Linear regression models were also fitted for the changes in the three primary outcomes. Changes in A1C, blood pressure, and lipids were calculated by subtracting pre-Katrina values from post-Katrina values. These changes were used as dependent variables. Covariates included in the models were health care system, patients' age in August 2005, sex, and “time gap.” Time gap was defined as the number of months between the pre- and post-Katrina measurements. Because patients did not necessarily have parameters measured on the same day, the time gaps for different outcomes could be different for each patient. These analyses were performed in SAS (version 9.1.3 for Windows, 2005; SAS Institute, Cary, NC).

Modeling for possible long-term outcomes was performed using the CORE Diabetes Model (CDM), a documented, validated simulation model for type 2 diabetes that projects life expectancy, quality-adjusted life expectancy (QALE) and total lifetime costs of diabetes-related complications (3). The transition probabilities using the UK Prospective Diabetes Study (UKPDS) studies, U.S. costs of complications, and health state utilities were detailed in the previous publication (3). For instance, the underlying assumption for A1C changes based on the UKPDS cohort was a linear decay at a rate of 0.15%/year until the end of 7 years, with the decay leveling off for the rest of lifetime. The model is a multilayer Internet application using SQL and C++ programming languages and a user interface to enter customized settings of the results from the tests described above to specifically define an analysis and output the results. For this study, the simulations were run over a lifetime horizon in accordance with the current guidelines that recommend time horizons be sufficient to capture the development of all relevant complications (4,5). Specifically, this model estimates lifetime survival and costs for those who survived the hurricane and may have experienced disruption of treatment or deprivation of insulin and other medication over a period of time.

We ran the CDM for each of the three health care system populations. The mean changes in A1C, blood pressure, and lipids generated by the analyses of data before and 6–16 months after Hurricane Katrina among the study populations were populated into the input databases of the CDM. In addition, the SDs around the mean changes were also included to account for the uncertainty around the effects on glycemic control.

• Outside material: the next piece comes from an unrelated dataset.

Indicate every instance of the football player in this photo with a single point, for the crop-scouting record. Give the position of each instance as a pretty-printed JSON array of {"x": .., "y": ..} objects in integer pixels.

Demographic information such as age, race, and sex for the study sample was used, whereas weight and smoking status used for the model were the CDM default values (i.e., the U.S. prevalence of smoking status and body weight distribution). The CDM has 16 submodels that run in parallel for which 1,000 patients are run through the model 1,000 times to account both for patient level uncertainty and parameter level uncertainty for model inputs. The output via user interface provided a set of results (pre-Katrina and 6–16 months post-Katrina) from each set of simulations. These pre/post differences in the estimates from the 1,000 iterations, which measured the impact of Hurricane Katrina, were used to derive mean and SEM of life expectancy and QALE, as well as total cumulative direct, indirect, and combined costs (direct + indirect) over a lifetime. The individual patient's impact within each health system was tested for statistical inference using one-sample t tests. We further extrapolated the prevalence-based mean impact of an individual patient to the entire population in the greater New Orleans area using 2000 U.S. Census data. The following assumptions based on the Louisiana Department of Health and Hospital statistics report 2006 were made: MCLNO represented 20% of the population, VA represented 5%, and TUHC/privately insured represented 75%; the adult population affected in the greater New Orleans area was 964,677 adults; and an estimated diabetes prevalence of 9.2% obtained from the Centers for Disease Control and Prevention (http://apps.nccd.cdc.gov/brfss/) was used. Because of the methodological difficulty to produce a population SD from three sample SDs, a sensitivity analysis on lifetime costs was performed by varying 10% on sample mean costs.

RESULTS

A total of 1,795 patients with A1C measurements in the 6 months before Hurricane Katrina and the 6–16 months after the hurricane were included. Among them, 748 were VA patients, 595 were MCLNO patients, and 452 were TUHC patients. The mean age of all patients was 61.9 years and 61.2% were male. The MCLNO system consisted of >80% African American patients. The percentage of male patients (96.9%) was higher in the VA system compared with those in the TUHC and MCLNO systems (44.9 and 28.7%, respectively).

The impact of the disaster on clinical and laboratory parameters is summarized in Table 2. Mean A1C values increased significantly over the study period among the patients of the MCLNO system (P < 0.001); however, pre-Katrina A1C levels were similar to post-Katrina levels among patients of the VA and TUHC systems (P = 0.214 and P = 0.108, respectively). Mean pre-Katrina A1C levels significantly differed between MCLNO and VA patients (P < 0.001). Mean post-Katrina A1C values also significantly differed between the MCLNO and the other two systems (P < 0.001). Mean systolic blood pressures increased among all three systems (P < 0.001 for TUHC and VA; P = 0.008 for MCLNO). Mean pre-Katrina systolic blood pressures did not differ significantly among the three systems, whereas mean post-Katrina systolic blood pressure was significantly higher in the VA patients compared with patients in the other two systems (P < 0.001). Mean LDL cholesterol levels increased in both the VA and TUHC patients (P < 0.001). However, mean HDL cholesterol levels increased in the TUHC patients but decreased in the MCLNO and VA patients (P < 0.001). Mean triglyceride levels increased significantly in VA patients only (P = 0.027).

Table 2
Clinical and laboratory parameters among diabetic patients in three health care systems before and after Hurricane Katrina (28 February 2005–27 August 2005 and 1 March 2006–31 December 2006)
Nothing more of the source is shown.